In particular, as a gay man, I am grateful for all you are and all you have done, without the gayness being in the forefront. You are very much an inspiration in that way.
I am glad to know that you have enjoyed a good relationship in the last few years. Please tell Bill Hayes that I have his book, The Anatomist, and look forward to reading it.
Sincerely, Mark Benson
ester bugna
from Menlo Park CA
Your "labours of love" entered my life recently - how could I have missed them all these years?
Sending prayerful thoughts
ester
Patricia Giles
from Adjala, Ontario
Dr Sacks, you made the brain come alive for me. Reading your books has helped me make connections with the work of other scientists and advocates, especially for autism related writings.
Thank you so much.
Madeleine
from Eau Claire, Wisconsin
I am so inspired by all of your work, which I was initially introduced to while studying psychology at the University of Wisconsin- Eau Claire. After a professor of mine assigned our neuroscience class to read An Anthropologist on Mars, I made it a point to read every book of yours and have reread them all at least once since.
Recently listened to the RadioLab podcast, Telltale Hearts, and heard you mention that you are working on a children's book. I hope to read it to my son when he is born.
Best wishes to you.
Madeleine
Sylvia Solis Berwa
from Bronx, NY
Dr Sacks,
I am a middle aged Hispanic female from the Bronx. As an avid reader, I read the NYTimes review of your most popular book, The Man who mistook his...., watched the movie about you and have been hooked on you ever since...lol.
I have admired you. Your pursuit for understanding, your thoughtful analysis, the manner of your presentations and education I have benefited from.
Thank you for your continued discourse of your present challenges. My father too shares this illness.
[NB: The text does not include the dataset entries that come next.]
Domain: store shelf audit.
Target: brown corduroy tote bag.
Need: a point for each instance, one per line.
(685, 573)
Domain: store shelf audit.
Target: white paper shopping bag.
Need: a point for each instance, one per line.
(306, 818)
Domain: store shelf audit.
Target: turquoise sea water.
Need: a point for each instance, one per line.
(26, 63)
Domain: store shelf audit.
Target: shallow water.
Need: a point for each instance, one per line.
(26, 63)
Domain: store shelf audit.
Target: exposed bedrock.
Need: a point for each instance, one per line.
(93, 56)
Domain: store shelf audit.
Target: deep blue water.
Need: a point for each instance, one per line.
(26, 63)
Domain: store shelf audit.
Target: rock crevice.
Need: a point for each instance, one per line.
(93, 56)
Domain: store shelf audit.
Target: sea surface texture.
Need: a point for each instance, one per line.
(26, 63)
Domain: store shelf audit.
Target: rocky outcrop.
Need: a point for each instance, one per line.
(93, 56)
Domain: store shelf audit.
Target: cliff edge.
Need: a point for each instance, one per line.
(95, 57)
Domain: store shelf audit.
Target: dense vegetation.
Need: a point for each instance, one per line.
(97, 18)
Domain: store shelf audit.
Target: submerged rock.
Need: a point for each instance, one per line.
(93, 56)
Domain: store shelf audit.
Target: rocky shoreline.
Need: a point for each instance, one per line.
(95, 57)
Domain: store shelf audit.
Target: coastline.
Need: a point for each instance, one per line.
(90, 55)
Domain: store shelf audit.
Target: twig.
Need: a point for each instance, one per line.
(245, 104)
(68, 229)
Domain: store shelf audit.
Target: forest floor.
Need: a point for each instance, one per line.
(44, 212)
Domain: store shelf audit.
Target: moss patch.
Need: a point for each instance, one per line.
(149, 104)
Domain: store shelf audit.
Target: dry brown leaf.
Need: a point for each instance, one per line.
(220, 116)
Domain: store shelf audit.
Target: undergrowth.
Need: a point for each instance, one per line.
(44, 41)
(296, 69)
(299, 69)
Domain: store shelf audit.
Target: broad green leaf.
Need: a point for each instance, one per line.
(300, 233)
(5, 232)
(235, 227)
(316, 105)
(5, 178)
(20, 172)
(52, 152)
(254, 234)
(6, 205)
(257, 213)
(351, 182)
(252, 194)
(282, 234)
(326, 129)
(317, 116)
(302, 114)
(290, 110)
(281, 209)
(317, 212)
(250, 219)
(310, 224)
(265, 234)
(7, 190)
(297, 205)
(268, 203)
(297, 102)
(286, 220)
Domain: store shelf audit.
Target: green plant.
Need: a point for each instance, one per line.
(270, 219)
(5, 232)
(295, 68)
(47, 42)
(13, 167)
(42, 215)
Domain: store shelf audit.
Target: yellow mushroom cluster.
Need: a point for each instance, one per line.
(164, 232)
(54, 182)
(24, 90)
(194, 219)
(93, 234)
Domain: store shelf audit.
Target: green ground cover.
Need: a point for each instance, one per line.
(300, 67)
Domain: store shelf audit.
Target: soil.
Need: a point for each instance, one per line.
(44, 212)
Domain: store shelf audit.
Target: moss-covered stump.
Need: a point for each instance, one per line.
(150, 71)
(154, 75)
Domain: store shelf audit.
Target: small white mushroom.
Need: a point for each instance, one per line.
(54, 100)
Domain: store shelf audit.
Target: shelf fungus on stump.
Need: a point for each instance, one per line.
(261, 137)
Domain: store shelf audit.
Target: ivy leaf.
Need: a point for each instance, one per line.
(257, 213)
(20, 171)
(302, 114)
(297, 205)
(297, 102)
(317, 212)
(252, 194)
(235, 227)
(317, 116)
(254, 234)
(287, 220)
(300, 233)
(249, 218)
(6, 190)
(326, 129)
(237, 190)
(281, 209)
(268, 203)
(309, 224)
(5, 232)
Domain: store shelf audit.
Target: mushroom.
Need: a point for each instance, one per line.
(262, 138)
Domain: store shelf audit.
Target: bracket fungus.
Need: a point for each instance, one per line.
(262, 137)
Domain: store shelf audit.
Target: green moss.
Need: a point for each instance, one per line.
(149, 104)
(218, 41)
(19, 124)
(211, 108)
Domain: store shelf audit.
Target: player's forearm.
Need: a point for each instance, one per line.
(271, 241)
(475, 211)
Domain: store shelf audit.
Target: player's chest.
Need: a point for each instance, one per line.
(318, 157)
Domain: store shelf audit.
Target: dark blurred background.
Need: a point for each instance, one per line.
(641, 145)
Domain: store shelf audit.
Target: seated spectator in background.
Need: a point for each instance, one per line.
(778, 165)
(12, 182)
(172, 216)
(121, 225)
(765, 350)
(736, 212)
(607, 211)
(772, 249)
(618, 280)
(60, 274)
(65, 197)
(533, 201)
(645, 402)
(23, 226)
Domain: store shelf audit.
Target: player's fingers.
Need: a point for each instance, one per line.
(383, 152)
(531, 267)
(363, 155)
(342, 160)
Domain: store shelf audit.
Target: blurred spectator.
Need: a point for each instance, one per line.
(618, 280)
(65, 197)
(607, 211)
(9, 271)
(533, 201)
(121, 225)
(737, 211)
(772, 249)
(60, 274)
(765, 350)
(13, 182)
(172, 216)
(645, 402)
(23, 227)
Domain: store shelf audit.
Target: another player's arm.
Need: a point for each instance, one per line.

You share what my father does not speak of and I am again grateful, to turn to you to hear the clear review about terminality.
You are a powerful light.
May your neutrons surge forth to continued adventures. (and for my sake..may you find the way to communicate back to us so that we may continue to learn from you..lol)
Sinceramente with a hearty hug,
Sylvia Solis-Berwa
moses kateyenge
from Moshi, Tanzania
Dear Dr. Sacks,
It may be a suprise that someone thousands of miles away from where you are right now is in contact with you. It's not because he has read much of your inspirational work, or got a good bank of information about you. However I was checking new york times news page that had an article about the short time you had left to live and you would take it bravely up to the last second, then two days back I read another one again written by you expaining how your condition is started changing for the bad but still you are fighting on.
Dr Sacks, to others you may one of the most respected doctors, motivational speaker, but to me in you I see a path in life that we all ought to take, that ultimate fulfillment to our existence.You have at least given me hope that under the sun alot I cando for the betterment of humanity and at the same time tap into my spiritual being to possess that which the physical crave. To tap eternity.
Though your books are scarce in this part of the world,I will search for them and I know more about you, that even though you will be gone, I will I have you inform of the rich books you bequeath.Thank you Dr and may God be with you all the way.